Vietnam also hosted many important conferences as Chairman of the ASEAN Standing Committee between July 2000-July 2001. In particular, the Hanoi Declaration on Narrowing Development Gaps, adopted at the 34th ASEAN Ministerial Meeting (AMM-34) in Hanoi in 2001, bore a deep Vietnamese imprint, meeting the region's needs to strengthen the group's internal integrity as well as the needs of the four new members - Cambodia, Laos, Myanmar and Vietnam - to catch up with other members. The declaration also defined the orientation for ASEAN's co-operation activities in many years to come.
As a founder of the ASEAN Regional Forum (ARF), Vietnam has contributed to building the forum into an important dialogue venue on regional security, and has persistenly worked to maintain its characteristics and principles as well as the leading role the ASEAN has at the forum. We have also worked hard to guard the ASEAN's basic principles such as "consensus" and "non-interference into each other's internal affairs".
Vietnam has fulfilled its role as a co-ordinator for dialogues between the ASEAN and powerful countries such as Japan, Russia, the United States, and currently Australia. It has played an active part in the ASEAN+3 (China, Japan and the Republic of Korea) co-operation, helping increase the co-operation between the ASEAN and these countries.
Through its active participation and practical and concrete contributions, Vietnam has gained a firm position and role in the ASEAN.
Q: What do you think about the future prospects for Vietnam-ASEAN co-operation?
A: The co-operation with the ASEAN is an important part of Vietnam's foreign relations policy of openness, multi-lateralisation and diversification. To help strengthen the ASEAN, promote its development, and enhance Vietnam's role in the organisation are the important directions in the country's foreign policy. Vietnam will always be an active and constructive member and strives to have an important role in the association. We will build on our successes over the past 10 years to contribute even more greatly to defining the ASEAN's development direction for peace, co-operation and development in the region. We will work hard to accelerate hunger elimination and poverty reduction and narrow the development gap through programmes to develop the Mekong sub-region and the West-East Corridor; taking the lead in areas we are strong in such as principal scientific research, cultural and information co-operation, environment, and fighting HIV/AIDS and drugs.

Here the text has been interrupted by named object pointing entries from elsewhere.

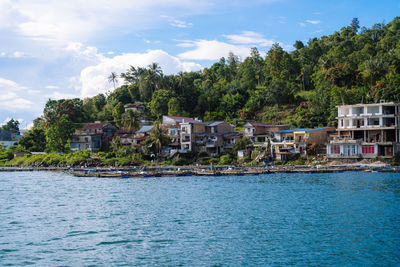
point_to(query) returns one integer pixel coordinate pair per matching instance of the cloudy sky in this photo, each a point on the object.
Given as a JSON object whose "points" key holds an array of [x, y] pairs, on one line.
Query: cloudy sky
{"points": [[64, 49]]}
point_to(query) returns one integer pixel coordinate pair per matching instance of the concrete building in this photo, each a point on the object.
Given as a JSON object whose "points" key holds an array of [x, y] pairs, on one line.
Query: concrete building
{"points": [[258, 133], [140, 137], [366, 131], [82, 141], [287, 143]]}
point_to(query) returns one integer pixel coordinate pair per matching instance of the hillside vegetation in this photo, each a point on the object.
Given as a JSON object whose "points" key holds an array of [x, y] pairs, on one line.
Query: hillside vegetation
{"points": [[300, 88]]}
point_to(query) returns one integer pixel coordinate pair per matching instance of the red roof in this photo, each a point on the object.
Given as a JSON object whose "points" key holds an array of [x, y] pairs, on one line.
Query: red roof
{"points": [[98, 126], [259, 124], [181, 118]]}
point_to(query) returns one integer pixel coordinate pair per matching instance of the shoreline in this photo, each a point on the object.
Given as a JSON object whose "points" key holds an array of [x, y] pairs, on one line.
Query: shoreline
{"points": [[173, 171]]}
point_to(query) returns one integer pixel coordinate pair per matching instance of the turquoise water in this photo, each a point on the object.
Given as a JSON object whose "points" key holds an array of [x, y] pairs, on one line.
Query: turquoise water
{"points": [[55, 219]]}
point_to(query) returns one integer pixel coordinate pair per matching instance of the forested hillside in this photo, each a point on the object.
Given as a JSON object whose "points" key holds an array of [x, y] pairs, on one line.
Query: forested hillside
{"points": [[301, 87]]}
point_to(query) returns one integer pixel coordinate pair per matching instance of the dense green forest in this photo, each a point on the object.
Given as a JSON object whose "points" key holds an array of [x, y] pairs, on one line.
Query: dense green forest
{"points": [[300, 88]]}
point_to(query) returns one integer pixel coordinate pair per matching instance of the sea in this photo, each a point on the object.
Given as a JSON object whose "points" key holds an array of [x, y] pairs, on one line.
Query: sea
{"points": [[56, 219]]}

In the time to come, Vietnam's relevant ministries and agencies should take a greater initiative in working out suitable measures to accelerate the implementation of agreements reached at the 10th ASEAN Summit, including the Vientiane Action Programme, the ASEAN Security Community Plan of Action, the ASEAN Socio-Cultural Community Plan of Action, and the ASEAN Framework Agreement for the Integration of 11 Priority Sectors. Based on the fine results of the past 10 years, the Vietnam-ASEAN relations are expected to develop even stronger, for the common interest of the organisation and for peace, stability and prosperity in Southeast Asia.